A protein found in breast cancer resistance to tamoxifen

A protein found in breast cancer resistance to tamoxifen

Researchers have discovered that a protein found naturally in cells that provides some protection from viruses is responsible for creating mutations that drive resistance to tamoxifen treatment in breast cancer.
Because the protein, known as APOBEC3B, is found in elevated quantities in other kinds of cancer cells, the finding explains differential responses to treatment and opens the door to boosting the effectiveness of tamoxifen and related breast cancer therapies that inhibit the ability of estrogen to stimulate tumor growth.
As they report in the journal Science Advances, researchers analyzed primary breast cancers from human patients along with studies of human breast cancer cell lines growing in mice to elucidate the relationship between presence of APOBEC3B and development of tamoxifen resistance.
They found that 1) the more APOBEC3B a breast cancer contained, the less benefit patients received from tamoxifen for treatment of their recurrent disease; 2) depletion of APOBEC3B in a cancer cell line results in delayed development of tamoxifen resistance; and 3) increased production of active APOBEC3B by a cancer cell line accelerates development of resistance.

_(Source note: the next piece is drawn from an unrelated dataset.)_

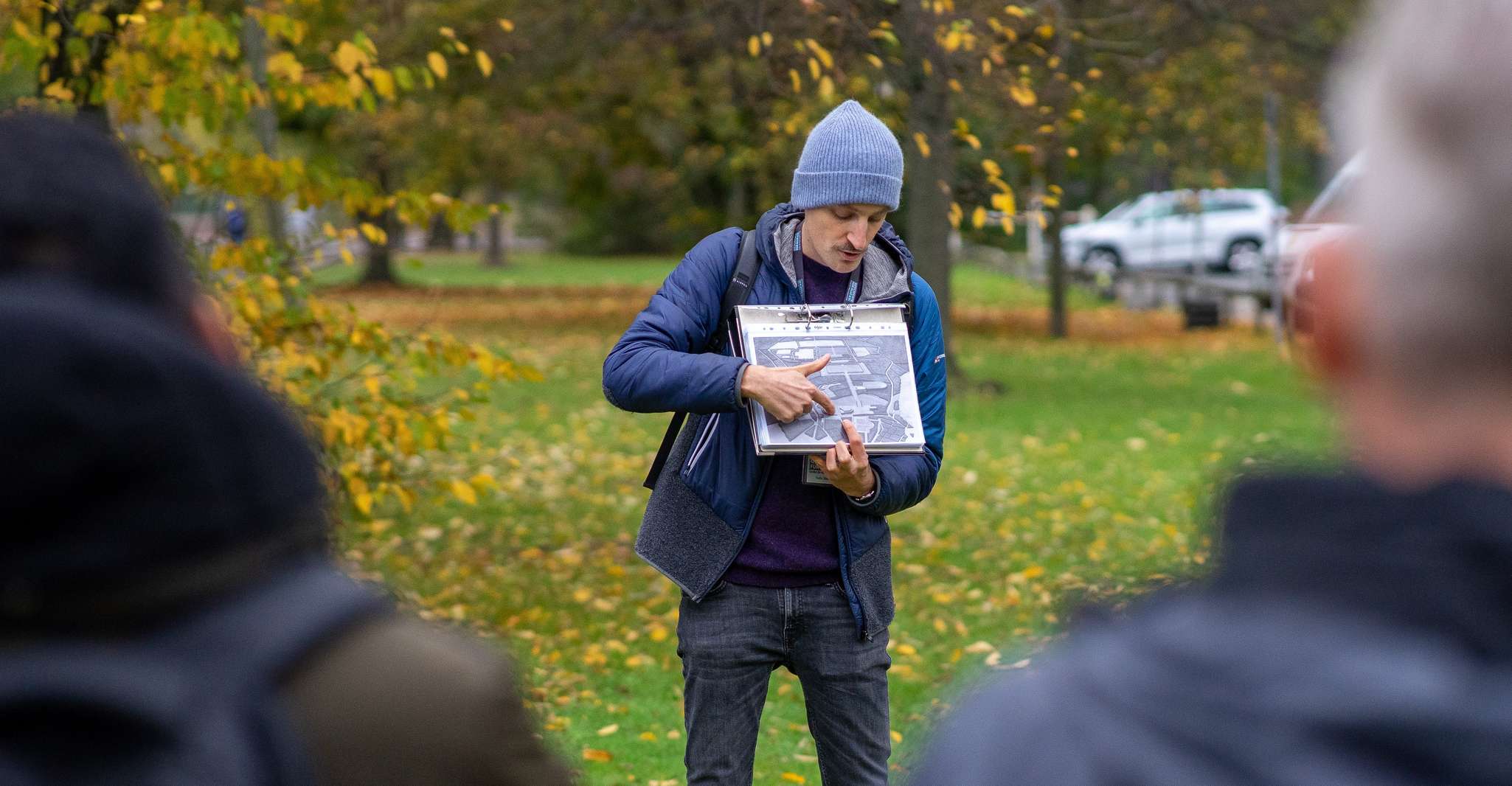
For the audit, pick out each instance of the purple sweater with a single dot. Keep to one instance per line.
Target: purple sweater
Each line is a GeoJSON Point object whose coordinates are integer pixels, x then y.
{"type": "Point", "coordinates": [793, 540]}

Previous studies had linked higher concentrations of the protein APOBEC3B with increased levels of mutation and poorer outcomes for patients with breast cancer, but a causal connection had not been established between this enzyme and the development of therapy resistance. By using both clinical data and mouse models, researchers were able to show that APOBEC3B is responsible for the reduced response to tamoxifen therapy in breast cancer.

The findings open a new door for improving the effectiveness of tamoxifen in treating breast cancer by discovering ways to prevent APOBEC3B from mutating the cancer cell's DNA. Because APOBEC3B has been implicated as a major cause of mutations in bladder, lung and other cancer types, the results could potentially be applied to boosting the success of therapies against other tumors as well.

The big challenge now is to try to identify exactly how APOBEC3B alters a cell's DNA to induce tamoxifen resistance. "We know how it mutates DNA, but we don't know exactly which genes are mutated to confer tamoxifen resistance," author said. "If it turns out APOBEC3B mutates a known pathway, such a result may point to additional therapies."